Under the controversial executive order signed by Trump in September, organisations in receipt of federal funds are prohibited from training involving so-called “divisive concepts such as critical race theory, white privilege, systemic racism, or implicit or unconscious bias”.
As Trump issued the order, the White House lashed out at a “destructive ideology… grounded in misrepresentations of our country’s history and its role in the world”, as it barred federal contractors from teaching that white people bear collective responsibility for slavery.
Subsequent guidance issued by the Trump White House instructed federal agencies to clamp down on training about intersectionality – the idea that the intersections of race, class, gender and sexual orientation create intersecting layers of privilege and discrimination.
Judge hits pause on Donald Trump’s diversity training ban
While the executive order is already likely destined for the bonfire when Joe Biden and Kamala Harris take office next month, a challenge brought by LGBT+ groups has secured a preliminary injunction to prevent the Trump administration from implementing it and cutting funding for federal contractors.

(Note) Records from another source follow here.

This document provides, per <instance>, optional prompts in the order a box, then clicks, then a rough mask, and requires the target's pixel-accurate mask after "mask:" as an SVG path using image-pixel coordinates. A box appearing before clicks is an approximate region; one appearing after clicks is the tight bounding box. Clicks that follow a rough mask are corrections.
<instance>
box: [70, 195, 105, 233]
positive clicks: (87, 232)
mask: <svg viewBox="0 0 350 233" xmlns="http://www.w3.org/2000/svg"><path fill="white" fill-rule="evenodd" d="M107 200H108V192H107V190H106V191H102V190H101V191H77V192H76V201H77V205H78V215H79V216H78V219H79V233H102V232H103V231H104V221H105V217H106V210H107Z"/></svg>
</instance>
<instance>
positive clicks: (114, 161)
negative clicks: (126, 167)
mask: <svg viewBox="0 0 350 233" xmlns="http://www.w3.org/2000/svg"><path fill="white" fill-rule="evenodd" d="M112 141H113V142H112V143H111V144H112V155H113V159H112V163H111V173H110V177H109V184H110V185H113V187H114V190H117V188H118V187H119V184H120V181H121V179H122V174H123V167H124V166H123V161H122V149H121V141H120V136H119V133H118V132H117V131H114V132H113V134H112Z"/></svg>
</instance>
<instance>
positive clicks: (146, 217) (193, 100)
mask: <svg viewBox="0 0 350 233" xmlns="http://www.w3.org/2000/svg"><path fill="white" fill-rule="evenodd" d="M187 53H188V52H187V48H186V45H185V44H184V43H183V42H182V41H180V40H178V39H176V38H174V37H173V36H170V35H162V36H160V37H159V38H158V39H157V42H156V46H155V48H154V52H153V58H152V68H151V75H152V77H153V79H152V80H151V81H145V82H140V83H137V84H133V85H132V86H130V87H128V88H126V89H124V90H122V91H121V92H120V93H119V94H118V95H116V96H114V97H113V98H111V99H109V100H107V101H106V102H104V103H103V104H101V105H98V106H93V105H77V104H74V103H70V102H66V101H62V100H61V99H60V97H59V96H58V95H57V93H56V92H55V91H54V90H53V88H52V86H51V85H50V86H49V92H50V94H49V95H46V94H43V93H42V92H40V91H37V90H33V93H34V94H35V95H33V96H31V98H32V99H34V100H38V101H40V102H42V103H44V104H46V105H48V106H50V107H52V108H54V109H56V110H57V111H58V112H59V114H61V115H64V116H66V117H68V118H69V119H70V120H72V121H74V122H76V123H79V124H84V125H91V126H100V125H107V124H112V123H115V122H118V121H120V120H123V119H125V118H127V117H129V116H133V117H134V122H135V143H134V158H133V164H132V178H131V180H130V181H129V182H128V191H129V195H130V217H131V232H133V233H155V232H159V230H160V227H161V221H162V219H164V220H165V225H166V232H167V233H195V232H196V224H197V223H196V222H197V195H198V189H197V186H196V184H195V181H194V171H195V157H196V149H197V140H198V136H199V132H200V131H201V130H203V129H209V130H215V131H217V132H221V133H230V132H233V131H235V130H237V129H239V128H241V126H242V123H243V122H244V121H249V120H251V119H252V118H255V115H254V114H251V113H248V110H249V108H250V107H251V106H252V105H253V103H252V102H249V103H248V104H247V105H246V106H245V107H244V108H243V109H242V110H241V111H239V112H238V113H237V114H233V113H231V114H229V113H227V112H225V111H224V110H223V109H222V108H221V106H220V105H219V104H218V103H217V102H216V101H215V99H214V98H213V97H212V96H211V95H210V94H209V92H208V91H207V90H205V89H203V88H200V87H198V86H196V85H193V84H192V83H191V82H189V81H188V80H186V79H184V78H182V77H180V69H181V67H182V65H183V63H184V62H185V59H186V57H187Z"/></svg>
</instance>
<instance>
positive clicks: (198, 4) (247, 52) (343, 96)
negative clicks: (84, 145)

District court judge Beth Labson Freeman ruled on 22 December that a challenge on the grounds of free speech was likely to succeed, noting that “the executive order restricts a federal contractor’s ability to use its own funds, to train its own employees, on matters that potentially have nothing to do with the federal contract”.
The Trump administration had sought to argue it would be in the “public interest” to ban such training, but the judge hit out their claims as a “gross mischaracterisation of the speech [the groups] want to express and an insult to their work of addressing discrimination and injustice towards historically underserved communities”.

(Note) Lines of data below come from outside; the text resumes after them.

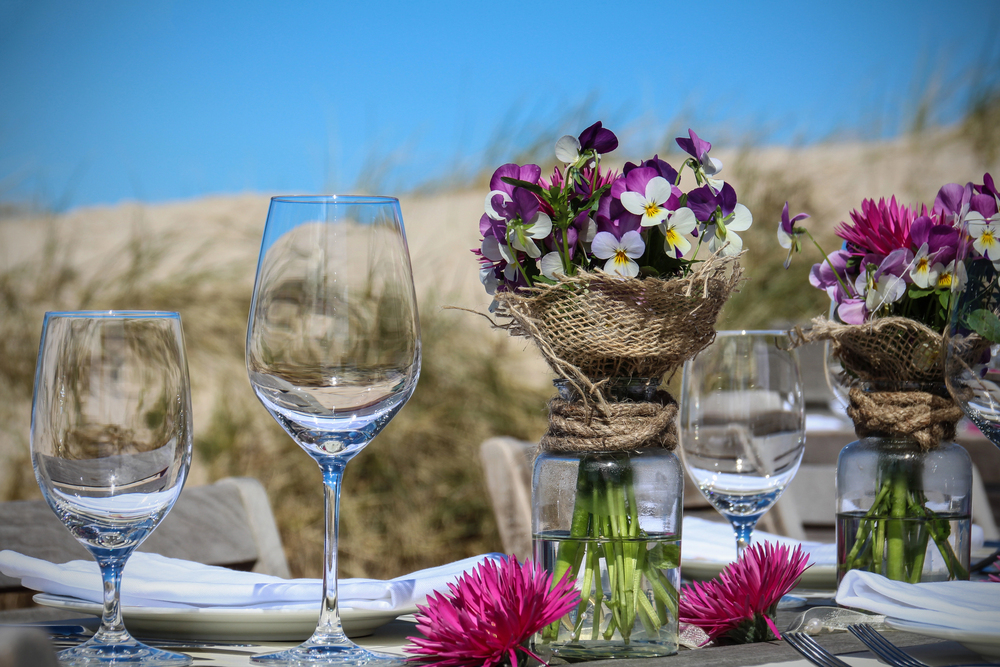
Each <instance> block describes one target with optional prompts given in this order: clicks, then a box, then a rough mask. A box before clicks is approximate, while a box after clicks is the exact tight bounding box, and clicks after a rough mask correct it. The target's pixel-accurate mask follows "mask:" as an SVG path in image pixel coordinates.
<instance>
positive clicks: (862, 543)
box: [845, 485, 889, 570]
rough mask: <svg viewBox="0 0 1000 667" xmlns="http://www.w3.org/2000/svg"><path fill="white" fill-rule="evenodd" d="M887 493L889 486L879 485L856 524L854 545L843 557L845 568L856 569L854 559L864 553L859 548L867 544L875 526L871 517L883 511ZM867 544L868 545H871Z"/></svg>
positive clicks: (864, 546)
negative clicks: (850, 551) (844, 557)
mask: <svg viewBox="0 0 1000 667" xmlns="http://www.w3.org/2000/svg"><path fill="white" fill-rule="evenodd" d="M888 495H889V487H888V486H887V485H882V486H881V487H879V491H878V494H876V496H875V502H873V503H872V506H871V508H869V510H868V511H867V512H866V513H865V516H864V519H863V520H862V521H861V523H860V524H859V525H858V532H857V534H856V535H855V536H854V546H853V547H851V552H850V553H849V554H848V555H847V558H846V559H845V565H846V569H848V570H854V569H858V565H857V564H856V563H855V561H856V560H858V559H860V558H861V557H862V556H863V555H864V554H863V553H862V551H861V550H862V549H863V548H864V547H865V545H866V544H868V540H867V539H866V538H867V537H868V536H869V535H871V534H872V531H873V530H874V528H875V525H874V521H873V519H874V518H875V517H877V516H879V515H880V514H881V513H882V512H883V505H884V504H885V499H886V496H888ZM868 546H869V547H870V546H871V545H868Z"/></svg>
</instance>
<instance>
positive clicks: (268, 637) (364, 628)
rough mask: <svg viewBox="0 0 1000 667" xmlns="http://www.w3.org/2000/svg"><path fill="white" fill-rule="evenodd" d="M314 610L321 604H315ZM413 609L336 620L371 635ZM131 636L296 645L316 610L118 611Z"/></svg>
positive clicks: (314, 625) (196, 609)
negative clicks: (235, 641)
mask: <svg viewBox="0 0 1000 667" xmlns="http://www.w3.org/2000/svg"><path fill="white" fill-rule="evenodd" d="M34 600H35V602H37V603H38V604H42V605H45V606H47V607H56V608H57V609H65V610H67V611H74V612H79V613H83V614H95V615H97V616H100V615H101V605H99V604H97V603H96V602H88V601H87V600H80V599H79V598H73V597H65V596H62V595H49V594H48V593H39V594H37V595H35V596H34ZM316 606H317V607H318V606H319V604H318V603H317V605H316ZM415 611H417V608H416V607H408V608H405V609H399V610H397V611H372V610H367V609H352V608H350V607H343V608H341V609H340V620H341V623H343V625H344V632H346V633H347V636H349V637H364V636H366V635H370V634H371V633H373V632H374V631H375V629H376V628H378V627H380V626H382V625H385V624H386V623H388V622H389V621H391V620H393V619H395V618H397V617H398V616H402V615H404V614H412V613H414V612H415ZM122 616H123V617H124V618H125V626H126V627H127V628H128V630H129V632H131V633H133V634H136V635H141V636H148V637H161V638H164V639H216V640H253V641H256V642H260V641H300V640H306V639H309V637H310V635H312V633H313V630H315V629H316V621H317V620H318V619H319V609H318V608H317V609H248V608H245V607H201V608H194V609H180V608H176V607H126V606H123V607H122Z"/></svg>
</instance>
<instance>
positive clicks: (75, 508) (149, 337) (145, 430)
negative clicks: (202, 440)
mask: <svg viewBox="0 0 1000 667" xmlns="http://www.w3.org/2000/svg"><path fill="white" fill-rule="evenodd" d="M190 394H191V390H190V383H189V380H188V367H187V357H186V355H185V352H184V335H183V332H182V330H181V319H180V316H179V315H178V314H177V313H160V312H135V311H132V312H124V311H106V312H72V313H47V314H46V315H45V322H44V324H43V326H42V341H41V345H40V346H39V350H38V364H37V366H36V369H35V393H34V400H33V403H32V410H31V460H32V465H33V466H34V469H35V477H36V478H37V479H38V484H39V486H40V487H41V489H42V494H43V495H44V496H45V500H46V501H48V503H49V506H50V507H52V510H53V511H54V512H55V513H56V516H58V517H59V518H60V519H61V520H62V522H63V523H64V524H66V527H67V528H68V529H69V531H70V532H71V533H72V534H73V536H74V537H75V538H76V539H77V540H79V541H80V542H81V543H82V544H83V546H85V547H86V548H87V550H88V551H90V553H91V554H93V556H94V558H96V559H97V563H98V565H99V566H100V569H101V577H102V579H103V581H104V611H103V614H102V617H101V628H100V629H99V630H98V631H97V634H95V635H94V636H93V637H92V638H91V639H90V640H89V641H87V642H86V643H84V644H81V645H80V646H77V647H75V648H70V649H66V650H64V651H61V652H60V653H59V659H60V661H62V662H63V664H73V665H99V664H114V665H126V664H128V665H131V664H137V665H171V666H179V665H188V664H191V658H190V657H189V656H186V655H183V654H179V653H170V652H167V651H161V650H159V649H155V648H152V647H149V646H146V645H144V644H141V643H139V642H137V641H136V640H135V639H133V638H132V637H131V636H130V635H129V633H128V630H126V629H125V625H124V623H123V622H122V615H121V607H120V604H119V590H120V587H121V577H122V569H123V568H124V566H125V561H126V560H127V559H128V557H129V556H130V555H131V554H132V552H133V551H134V550H135V548H136V547H138V546H139V545H140V544H141V543H142V541H143V540H145V539H146V537H147V536H148V535H149V534H150V533H151V532H152V531H153V529H154V528H156V526H157V524H159V522H160V521H161V520H162V519H163V517H164V516H166V514H167V512H169V511H170V508H171V507H172V506H173V504H174V501H175V500H177V496H178V495H180V492H181V488H182V487H183V486H184V480H185V479H186V477H187V471H188V466H189V465H190V462H191V397H190Z"/></svg>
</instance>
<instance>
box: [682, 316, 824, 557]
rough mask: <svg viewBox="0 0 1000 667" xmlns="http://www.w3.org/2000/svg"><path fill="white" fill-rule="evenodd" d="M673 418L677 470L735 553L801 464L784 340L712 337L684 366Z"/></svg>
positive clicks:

The challenge was brought by a coalition of LGBT+ and civil rights groups, including the the Los Angeles LGBT Center, the Santa Cruz Diversity Center, the AIDS Foundation, and LGBT+ elder advocacy group SAGE.
Injunction will allow LGBT+ groups to continue providing diversity training
“This injunction could not come at a more crucial time,” said SAGE CEO Michael Adams. “We have already had trainings cancelled because of the threat of this executive order, trainings that are integral to SAGE’s ability to do its work on behalf of LGBT+ older adults in a meaningful and impactful way that recognises explicitly the impact of systemic racism, sexism, and anti-LGBT+ bias on our communities and the country writ large.”
Dr Ward Carpenter of Los Angeles LGBT Center said in a statement: “President Trump’s executive order struck at the very heart of our country’s core principles, limiting freedom of speech and curtailing efforts to explore root causes of inequality.”
Ward added: “We applaud the court’s decision to halt this mean-spirited and destructive executive order, and we look forward to a new administration that will actually support efforts to address systemic discrimination and promote equality.”